You might have to decide you’re going to cut back on the veg for dinner.”
For more middle-income households, the cost of living increase could manifest into difficulties in meeting mortgage repayments alongside the high fuel costs and other basic necessities.
“It can affect everyone, but the thing is that for some people it doesn’t mean the difference between putting bread on the table or not,” Mr Hughes said. “For some it does.”
It certainly isn’t, but we’re feeling the effects more than some others.
We are above the Eurozone average, but inflation across the bloc in December 2021 stood at 5% and it’s the high energy costs that stand out across Europe as driving inflation.
Last year, Ireland was the fourth most expensive for energy costs in the EU.
Mr Hughes said there’s nothing the Government can do to reverse the trend in global oil prices, transport costs, and semiconductor production that is feeding into inflation globally.

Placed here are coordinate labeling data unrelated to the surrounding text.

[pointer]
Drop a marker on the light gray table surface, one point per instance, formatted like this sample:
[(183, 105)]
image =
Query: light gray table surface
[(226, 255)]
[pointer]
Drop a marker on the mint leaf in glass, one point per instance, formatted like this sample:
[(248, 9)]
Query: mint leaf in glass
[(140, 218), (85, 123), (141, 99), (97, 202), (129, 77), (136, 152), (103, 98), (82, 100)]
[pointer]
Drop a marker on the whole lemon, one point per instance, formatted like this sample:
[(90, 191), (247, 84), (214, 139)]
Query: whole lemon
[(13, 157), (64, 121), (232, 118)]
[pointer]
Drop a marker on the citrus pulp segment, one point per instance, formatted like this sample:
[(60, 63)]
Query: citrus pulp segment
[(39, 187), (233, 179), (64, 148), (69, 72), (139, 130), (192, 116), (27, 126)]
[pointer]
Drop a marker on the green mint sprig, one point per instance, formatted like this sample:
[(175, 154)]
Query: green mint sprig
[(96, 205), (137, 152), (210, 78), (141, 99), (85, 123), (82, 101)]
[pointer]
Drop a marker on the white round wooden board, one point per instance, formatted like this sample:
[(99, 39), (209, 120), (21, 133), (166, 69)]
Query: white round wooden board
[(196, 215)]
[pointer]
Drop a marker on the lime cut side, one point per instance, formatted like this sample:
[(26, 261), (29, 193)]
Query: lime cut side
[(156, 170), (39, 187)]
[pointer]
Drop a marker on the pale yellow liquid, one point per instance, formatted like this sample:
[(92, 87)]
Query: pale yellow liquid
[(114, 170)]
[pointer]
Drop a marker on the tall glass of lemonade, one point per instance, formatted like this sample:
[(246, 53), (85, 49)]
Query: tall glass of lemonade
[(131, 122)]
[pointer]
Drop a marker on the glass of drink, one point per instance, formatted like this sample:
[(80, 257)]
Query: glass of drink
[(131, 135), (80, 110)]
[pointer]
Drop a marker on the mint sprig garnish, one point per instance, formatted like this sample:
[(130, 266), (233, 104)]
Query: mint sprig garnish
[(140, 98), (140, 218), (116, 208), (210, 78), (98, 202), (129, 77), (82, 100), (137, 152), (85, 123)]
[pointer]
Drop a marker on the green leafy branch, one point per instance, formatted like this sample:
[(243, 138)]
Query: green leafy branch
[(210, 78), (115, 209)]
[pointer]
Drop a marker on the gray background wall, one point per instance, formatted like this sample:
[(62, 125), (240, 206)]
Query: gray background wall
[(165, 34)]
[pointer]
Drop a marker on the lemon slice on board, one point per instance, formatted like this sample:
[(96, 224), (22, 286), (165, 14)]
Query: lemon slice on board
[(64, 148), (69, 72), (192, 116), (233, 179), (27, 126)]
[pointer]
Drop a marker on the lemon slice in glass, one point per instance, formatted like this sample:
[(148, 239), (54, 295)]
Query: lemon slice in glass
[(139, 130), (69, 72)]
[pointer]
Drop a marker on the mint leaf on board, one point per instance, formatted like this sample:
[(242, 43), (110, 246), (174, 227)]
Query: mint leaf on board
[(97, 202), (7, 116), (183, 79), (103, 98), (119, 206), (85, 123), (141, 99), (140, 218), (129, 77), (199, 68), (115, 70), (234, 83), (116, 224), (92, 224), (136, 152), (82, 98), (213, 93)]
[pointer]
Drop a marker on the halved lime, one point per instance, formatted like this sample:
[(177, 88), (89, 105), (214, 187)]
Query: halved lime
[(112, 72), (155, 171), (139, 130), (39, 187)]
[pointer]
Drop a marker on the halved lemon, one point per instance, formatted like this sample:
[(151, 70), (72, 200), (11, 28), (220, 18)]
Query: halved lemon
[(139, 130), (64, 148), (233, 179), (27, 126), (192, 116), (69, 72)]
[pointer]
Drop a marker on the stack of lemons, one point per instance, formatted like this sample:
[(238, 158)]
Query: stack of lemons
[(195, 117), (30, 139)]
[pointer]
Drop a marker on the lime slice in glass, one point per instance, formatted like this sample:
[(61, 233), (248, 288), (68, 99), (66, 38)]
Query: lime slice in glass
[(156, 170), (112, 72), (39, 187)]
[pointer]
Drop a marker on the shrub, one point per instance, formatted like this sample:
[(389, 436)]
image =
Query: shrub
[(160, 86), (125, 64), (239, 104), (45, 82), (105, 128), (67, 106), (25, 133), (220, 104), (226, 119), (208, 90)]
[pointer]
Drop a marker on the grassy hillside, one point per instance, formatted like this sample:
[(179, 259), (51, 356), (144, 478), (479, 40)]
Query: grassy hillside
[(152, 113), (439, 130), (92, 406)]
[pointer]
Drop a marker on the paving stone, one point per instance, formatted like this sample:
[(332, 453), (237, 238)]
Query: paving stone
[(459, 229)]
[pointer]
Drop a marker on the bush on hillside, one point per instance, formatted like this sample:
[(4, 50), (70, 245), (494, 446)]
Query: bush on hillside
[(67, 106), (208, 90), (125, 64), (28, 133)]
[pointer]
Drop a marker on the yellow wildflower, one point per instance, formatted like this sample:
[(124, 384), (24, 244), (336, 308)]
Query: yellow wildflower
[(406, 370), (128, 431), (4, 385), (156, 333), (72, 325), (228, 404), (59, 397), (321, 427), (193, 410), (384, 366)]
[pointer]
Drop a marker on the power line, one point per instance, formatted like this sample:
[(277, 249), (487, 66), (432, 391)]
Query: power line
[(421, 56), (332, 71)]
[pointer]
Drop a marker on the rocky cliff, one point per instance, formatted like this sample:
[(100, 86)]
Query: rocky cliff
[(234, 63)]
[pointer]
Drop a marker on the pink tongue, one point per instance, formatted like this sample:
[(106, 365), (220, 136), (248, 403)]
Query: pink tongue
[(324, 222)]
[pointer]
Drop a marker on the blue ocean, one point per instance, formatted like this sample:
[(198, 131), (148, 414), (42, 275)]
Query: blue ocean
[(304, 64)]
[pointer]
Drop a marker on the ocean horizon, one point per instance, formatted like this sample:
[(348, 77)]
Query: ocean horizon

The hackneyed phrase of Ireland being a “small, open economy” means that these global changes often make their presence felt here.
It is therefore often hard to insulate Ireland from “nasty global developments” according to Mr Hughes.
However, in terms of the rising fuel costs, Mr Faughnan noted that it was taxes — including carbon taxes — on petrol and diesel that was also contributing to high costs many are facing.
“The current oil price isn’t unprecedented,” he said. “The fact it’s so expensive here is a choice of the Irish Government.”
In the near-to-medium term, the view seems to be that the answer to this is an unfortunate yes. This is especially as those global factors outside of our control remain uncertain.
Central Bank governor Gabriel Makhlouf recently described the surge in energy prices as “spectacular” and said that while they expect energy prices to moderate by the end of 2022, “it may take time for people to experience it in view of the lag between wholesale and consumer prices”.
The next edition of the CSO’s consumer price index, due out next Thursday covering January 2022, may set a tone for the year with another expected rise in the cost of living.
KBC’s Mr Hughes also believes that the current inflationary pressures will persist for the next six-to-nine months.
“It will be painful, but what we need is to prevent inflation being built into the system,” he said.
“In the redesign of the post-Covid economy, you don’t want to make [high inflation] a feature.”
Speaking ahead of the Government’s announcement of its package to deal with cost-of-living rises, Mr Hughes said targeted relief to those who need it most would be essential in supporting people in the near term.
“I do think with a bit of luck we can get to the other side of this,” he said. “It’ll be temporary.
It’s like a bad sting. Giving you pain relief doesn’t mean you’ll wake up tomorrow and there’ll be no pain. But it’s that bit to help you now.
“We have to bear in mind that it is very important to make sure the cost of living doesn’t really change the capacity to live for some households,” he added.